Maybe you’ve heard that two Australians and an American were murdered in Mexico recently. The three men were on a surf vacation and apparently came across a group of carjackers who had no hesitation in murdering them.
The men who were killed were Australian brothers Callum Robinson, 33, his brother Jake, 30, and their American friend Jack Carter Rhoad, 30…
The three men were on a surfing trip in Baja California and were expected to check into an Airbnb in Rosarito on April 27 but never showed up, according to Debra Robinson, Callum and Jake’s mother…
Mexican authorities have determined that the three men were killed by thieves who were looking to steal their white pickup truck in order to sell its tires…
The bodies of the victims were found about 4 miles from where they were killed, just south of the city of Ensenada. A tent the men were staying in, as well as their burned-out truck, was found nearby.
It’s a tragic story for the families involved but also not a very surprising one in this part of the world. In fact, the 50 foot deep well where the bodies of the three men were found also contained another body, unrelated to this case. The situation is bad enough that last year the State Department put out a warning to Americans about visiting parts of Mexico. The warning advised that Americans not travel to six states within Mexico and reconsider travel to seven other states including Baja.
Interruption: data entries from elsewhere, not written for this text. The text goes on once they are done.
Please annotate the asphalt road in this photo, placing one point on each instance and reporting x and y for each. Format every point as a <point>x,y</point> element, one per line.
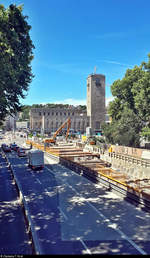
<point>14,238</point>
<point>69,214</point>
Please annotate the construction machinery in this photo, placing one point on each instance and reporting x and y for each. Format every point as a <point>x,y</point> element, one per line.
<point>53,139</point>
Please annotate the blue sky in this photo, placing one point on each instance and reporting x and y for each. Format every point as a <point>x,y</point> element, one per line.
<point>71,37</point>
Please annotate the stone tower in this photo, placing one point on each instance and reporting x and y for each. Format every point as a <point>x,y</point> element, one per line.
<point>96,101</point>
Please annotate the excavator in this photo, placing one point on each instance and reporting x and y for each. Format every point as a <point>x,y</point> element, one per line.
<point>53,140</point>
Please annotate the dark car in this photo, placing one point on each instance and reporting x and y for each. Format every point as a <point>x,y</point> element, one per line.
<point>21,152</point>
<point>6,148</point>
<point>14,146</point>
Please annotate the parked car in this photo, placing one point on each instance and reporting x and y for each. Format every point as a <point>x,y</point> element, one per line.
<point>21,152</point>
<point>6,148</point>
<point>36,159</point>
<point>14,146</point>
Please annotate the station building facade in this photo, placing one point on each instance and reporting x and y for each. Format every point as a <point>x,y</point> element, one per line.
<point>49,119</point>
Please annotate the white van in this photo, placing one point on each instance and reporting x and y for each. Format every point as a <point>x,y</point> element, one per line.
<point>36,159</point>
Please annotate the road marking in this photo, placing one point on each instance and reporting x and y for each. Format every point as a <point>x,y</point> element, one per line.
<point>64,215</point>
<point>85,246</point>
<point>104,217</point>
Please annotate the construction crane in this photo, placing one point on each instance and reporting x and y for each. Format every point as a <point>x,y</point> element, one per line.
<point>53,140</point>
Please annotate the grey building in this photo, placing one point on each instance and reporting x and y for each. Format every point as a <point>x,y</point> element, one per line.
<point>48,120</point>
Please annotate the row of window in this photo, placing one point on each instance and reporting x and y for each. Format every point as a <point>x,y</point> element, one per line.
<point>56,114</point>
<point>56,124</point>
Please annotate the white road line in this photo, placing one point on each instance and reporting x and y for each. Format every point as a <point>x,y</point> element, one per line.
<point>85,246</point>
<point>64,215</point>
<point>107,221</point>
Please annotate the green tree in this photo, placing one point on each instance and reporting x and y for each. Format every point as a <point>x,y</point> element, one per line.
<point>15,59</point>
<point>130,109</point>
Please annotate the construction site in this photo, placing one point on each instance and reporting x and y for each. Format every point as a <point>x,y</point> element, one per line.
<point>123,169</point>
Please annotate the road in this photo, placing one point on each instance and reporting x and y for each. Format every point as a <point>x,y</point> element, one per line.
<point>69,214</point>
<point>12,240</point>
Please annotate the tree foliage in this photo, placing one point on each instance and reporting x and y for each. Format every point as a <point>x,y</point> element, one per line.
<point>130,109</point>
<point>15,59</point>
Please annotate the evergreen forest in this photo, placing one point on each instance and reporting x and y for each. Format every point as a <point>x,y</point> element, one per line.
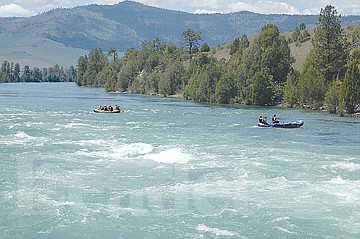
<point>11,72</point>
<point>258,72</point>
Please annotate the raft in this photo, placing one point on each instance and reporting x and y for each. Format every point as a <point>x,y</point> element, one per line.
<point>294,124</point>
<point>106,111</point>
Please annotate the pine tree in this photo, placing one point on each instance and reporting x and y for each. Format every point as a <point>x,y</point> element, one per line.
<point>330,48</point>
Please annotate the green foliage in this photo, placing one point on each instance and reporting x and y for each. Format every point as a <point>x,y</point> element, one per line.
<point>291,93</point>
<point>332,96</point>
<point>350,90</point>
<point>330,48</point>
<point>262,91</point>
<point>312,87</point>
<point>205,47</point>
<point>11,72</point>
<point>192,39</point>
<point>258,72</point>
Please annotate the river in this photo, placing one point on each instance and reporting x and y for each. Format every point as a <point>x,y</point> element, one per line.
<point>168,168</point>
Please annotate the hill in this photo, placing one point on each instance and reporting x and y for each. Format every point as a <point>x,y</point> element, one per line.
<point>60,36</point>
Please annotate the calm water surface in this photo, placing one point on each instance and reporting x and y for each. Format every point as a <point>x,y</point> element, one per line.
<point>167,168</point>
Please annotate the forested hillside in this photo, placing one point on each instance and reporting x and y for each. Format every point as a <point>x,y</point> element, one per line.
<point>259,71</point>
<point>60,36</point>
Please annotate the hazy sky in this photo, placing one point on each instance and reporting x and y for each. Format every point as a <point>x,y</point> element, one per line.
<point>344,7</point>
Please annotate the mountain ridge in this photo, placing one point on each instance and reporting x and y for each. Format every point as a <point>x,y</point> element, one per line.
<point>43,39</point>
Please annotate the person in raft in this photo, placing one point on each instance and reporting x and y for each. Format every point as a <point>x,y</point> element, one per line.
<point>274,120</point>
<point>263,120</point>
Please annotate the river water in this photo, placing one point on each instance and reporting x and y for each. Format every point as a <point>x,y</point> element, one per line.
<point>168,168</point>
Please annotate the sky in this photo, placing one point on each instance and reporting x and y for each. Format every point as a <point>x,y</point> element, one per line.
<point>10,8</point>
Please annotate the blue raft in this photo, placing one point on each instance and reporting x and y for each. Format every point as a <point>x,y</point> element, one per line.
<point>294,124</point>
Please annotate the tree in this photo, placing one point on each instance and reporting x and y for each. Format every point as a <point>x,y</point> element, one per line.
<point>262,88</point>
<point>350,90</point>
<point>312,87</point>
<point>330,48</point>
<point>192,38</point>
<point>112,51</point>
<point>205,47</point>
<point>332,97</point>
<point>26,76</point>
<point>81,69</point>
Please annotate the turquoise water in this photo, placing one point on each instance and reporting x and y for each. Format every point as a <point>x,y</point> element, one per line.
<point>168,168</point>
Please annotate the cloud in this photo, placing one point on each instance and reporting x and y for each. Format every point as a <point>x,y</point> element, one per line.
<point>265,7</point>
<point>12,9</point>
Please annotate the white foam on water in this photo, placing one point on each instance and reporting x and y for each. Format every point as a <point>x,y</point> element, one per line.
<point>134,149</point>
<point>77,125</point>
<point>170,156</point>
<point>117,151</point>
<point>216,231</point>
<point>350,166</point>
<point>284,230</point>
<point>23,135</point>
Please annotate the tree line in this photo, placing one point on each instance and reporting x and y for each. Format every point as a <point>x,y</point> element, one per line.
<point>11,72</point>
<point>259,71</point>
The only really surprising thing about the murdered tourists is that they were found. Kidnapping and disappearances are very common in Mexico but resolution of these cases is relatively rare. As of last November there were 113,275 people on the missing persons registry maintained by the government. But Mexican President ALMO ordered an audit which critics saw as a way to bring the numbers down without actually solving the cases.
When López Obrador came to office in 2018 as a leftist reformer promising to reduce crime and violence, the official number of disappeared was about 53,000. His administration boosted funding for the government search commission set up to help find them.
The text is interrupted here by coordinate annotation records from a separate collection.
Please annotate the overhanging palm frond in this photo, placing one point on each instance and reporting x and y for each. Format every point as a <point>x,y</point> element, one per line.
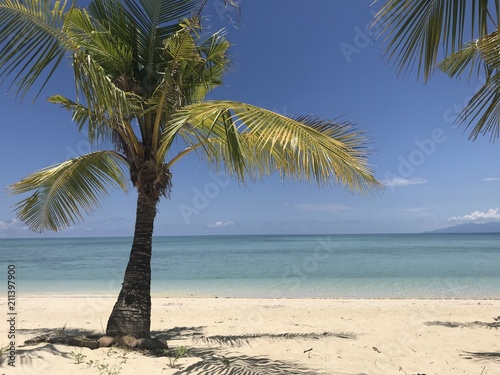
<point>100,128</point>
<point>98,38</point>
<point>484,110</point>
<point>468,58</point>
<point>63,191</point>
<point>34,41</point>
<point>254,142</point>
<point>484,107</point>
<point>418,31</point>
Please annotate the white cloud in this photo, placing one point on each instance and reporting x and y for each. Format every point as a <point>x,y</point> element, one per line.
<point>221,224</point>
<point>491,214</point>
<point>399,181</point>
<point>327,207</point>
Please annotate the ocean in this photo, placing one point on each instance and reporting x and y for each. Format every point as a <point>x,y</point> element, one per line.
<point>267,266</point>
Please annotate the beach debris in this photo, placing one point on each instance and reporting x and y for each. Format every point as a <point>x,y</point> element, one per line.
<point>106,341</point>
<point>160,344</point>
<point>147,344</point>
<point>128,341</point>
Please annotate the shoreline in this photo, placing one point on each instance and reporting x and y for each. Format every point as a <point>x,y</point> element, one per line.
<point>258,336</point>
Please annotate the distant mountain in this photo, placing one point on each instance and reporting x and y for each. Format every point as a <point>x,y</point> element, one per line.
<point>492,227</point>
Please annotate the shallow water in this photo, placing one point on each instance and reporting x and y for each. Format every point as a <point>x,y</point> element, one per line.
<point>347,266</point>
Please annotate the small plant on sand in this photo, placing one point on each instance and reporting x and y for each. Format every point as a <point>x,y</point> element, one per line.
<point>78,357</point>
<point>60,331</point>
<point>173,357</point>
<point>105,368</point>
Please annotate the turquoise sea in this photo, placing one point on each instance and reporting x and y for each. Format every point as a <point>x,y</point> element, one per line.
<point>270,266</point>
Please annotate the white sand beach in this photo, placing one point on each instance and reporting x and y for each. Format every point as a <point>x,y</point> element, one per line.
<point>264,336</point>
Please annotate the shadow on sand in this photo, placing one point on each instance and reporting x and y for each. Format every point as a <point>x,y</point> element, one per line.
<point>480,356</point>
<point>212,358</point>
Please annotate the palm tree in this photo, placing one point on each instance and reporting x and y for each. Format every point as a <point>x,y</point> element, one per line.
<point>142,71</point>
<point>464,34</point>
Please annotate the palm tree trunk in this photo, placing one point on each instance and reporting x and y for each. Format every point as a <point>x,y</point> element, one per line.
<point>131,314</point>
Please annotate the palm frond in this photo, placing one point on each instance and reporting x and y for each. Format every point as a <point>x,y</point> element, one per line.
<point>254,142</point>
<point>33,41</point>
<point>191,72</point>
<point>98,37</point>
<point>484,110</point>
<point>468,58</point>
<point>99,128</point>
<point>417,32</point>
<point>484,107</point>
<point>62,192</point>
<point>103,98</point>
<point>155,20</point>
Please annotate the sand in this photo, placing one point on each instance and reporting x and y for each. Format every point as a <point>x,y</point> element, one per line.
<point>268,337</point>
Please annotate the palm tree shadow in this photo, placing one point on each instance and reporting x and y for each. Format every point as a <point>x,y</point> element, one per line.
<point>179,333</point>
<point>482,356</point>
<point>32,357</point>
<point>216,360</point>
<point>489,325</point>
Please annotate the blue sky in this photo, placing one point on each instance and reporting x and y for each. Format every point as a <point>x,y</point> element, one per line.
<point>294,57</point>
But by 2022, the total topped 100,000. López Obrador, who often cites “other data” when disputing statistics he doesn’t like, began to express doubts about the veracity of the numbers. He ordered an exhaustive new census of the disappeared…
In December, the government released the results: Of the more than 110,964 people officially listed as disappeared as of August, only about 11% could be corroborated as missing.
But the same article opens with the story of a mother whose son disappeared in 2020. She got a call from the auditors working on the list.
“We have information that your brother has appeared,” he told her. “We would like to have an interview with him.”
That was news to her. She checked with relatives, her brother’s friends, his old co-workers, the police and the hospital where he worked in the port city of Veracruz. No one had seen or heard from Osvaldo Julián García Colorado since October 2020.
“It was all a lie. My brother is still disappeared,” she said. “And everything was the same.”
Karla Quintana, the lawyer who headed the search for the missing quit her job last August. She had nothing good to say about ALMO’s audit.
“The intent is, clearly and regrettably, to lower the numbers of disappeared people” without them necessarily having been found, Karla Quintana, a long-time human rights expert, said during a university seminar last week.
Quintana also said she resigned from her post as director of the search commission in August because she opposes the review and planned changes to the registry. It’s unclear what those changes will be when the review is over.
The bottom line is that the real situation is probably even worse than the numbers suggest and it seems to still be growing.
In 2017, state prosecutors opened about 760 disappearance investigations in Baja California. In five years, the number jumped more than threefold, according to Elementa DDHH.
“This is an ongoing phenomenon, and it’s increasing exponentially,” said Ms. Demichelis, adding that several factors are contributing to the worsening disappearance crisis in Baja California, such as drug trafficking, internal displacement, migration and gender violence.
Most of the missing are either Mexican nationals or migrants passing through, but as of last year there were at least 558 Americans missing in Mexico. If you choose to visit parts of Mexico at this point, you are taking a real risk.